The new interpretation clearly states that the spouse who bought the house before the marriage will retain the right to keep it after a divorce. In the past, the property would have been divided equally between the two warring parties.
Although cosmically, this certainly does appear to be fair, for many Chinese, particularly ex-wives, the new ruling is a source of contention. In China, owning one’s own home is considered a precious commodity.
Critics claim that this interpretation of the law by the male dominated Supreme People’s Court favors Chinese men, who traditionally buy a home before they marry.
This custom is so steeped in Chinese culture that many parents start a “home-purchase fund” for their child as soon as they know it is a male child.
A marriage entered into when the male does not have a house to provide is referred to as a “naked wedding.”

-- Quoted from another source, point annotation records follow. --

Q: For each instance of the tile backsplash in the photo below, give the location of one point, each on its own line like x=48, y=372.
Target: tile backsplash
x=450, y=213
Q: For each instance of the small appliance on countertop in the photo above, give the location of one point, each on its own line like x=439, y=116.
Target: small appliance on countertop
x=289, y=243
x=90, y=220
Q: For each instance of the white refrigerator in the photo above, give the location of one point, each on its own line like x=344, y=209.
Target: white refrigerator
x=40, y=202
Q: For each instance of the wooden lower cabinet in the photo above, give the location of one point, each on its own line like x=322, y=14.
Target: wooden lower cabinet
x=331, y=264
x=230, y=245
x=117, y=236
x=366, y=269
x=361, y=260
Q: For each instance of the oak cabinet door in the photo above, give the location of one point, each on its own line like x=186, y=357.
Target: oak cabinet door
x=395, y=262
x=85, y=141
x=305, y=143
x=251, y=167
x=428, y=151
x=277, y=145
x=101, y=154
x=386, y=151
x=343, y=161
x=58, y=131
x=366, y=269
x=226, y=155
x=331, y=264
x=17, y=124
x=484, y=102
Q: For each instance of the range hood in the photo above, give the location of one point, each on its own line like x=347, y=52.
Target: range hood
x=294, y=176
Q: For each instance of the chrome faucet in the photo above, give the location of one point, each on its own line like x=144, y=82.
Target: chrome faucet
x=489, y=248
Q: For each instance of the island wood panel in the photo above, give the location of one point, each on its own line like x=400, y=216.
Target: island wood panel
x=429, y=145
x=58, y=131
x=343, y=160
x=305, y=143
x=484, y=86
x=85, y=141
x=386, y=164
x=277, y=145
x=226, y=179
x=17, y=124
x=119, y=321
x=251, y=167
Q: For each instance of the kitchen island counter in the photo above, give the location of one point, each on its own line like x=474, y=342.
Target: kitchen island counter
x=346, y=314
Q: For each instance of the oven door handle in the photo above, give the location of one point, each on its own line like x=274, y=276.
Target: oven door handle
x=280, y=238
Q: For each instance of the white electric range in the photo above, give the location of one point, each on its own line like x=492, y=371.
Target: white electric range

China’s top court does not function as other Supreme Courts in other countries in that decisions are amended as precedents occur. Instead, the top court issues new interpretations of the current laws.
This new interpretation is a reflection of the growing divorce rate in China. Once a rare occurrence, about 5,000 couples split every day of the week.
The future of marriage in the world may seem shaky but still it prevails as an imperfect institution for imperfect people.
Perhaps President Abraham Lincoln said it all when he referred to his pet cats in terms of their “always fighting but still there are still always many kittens.”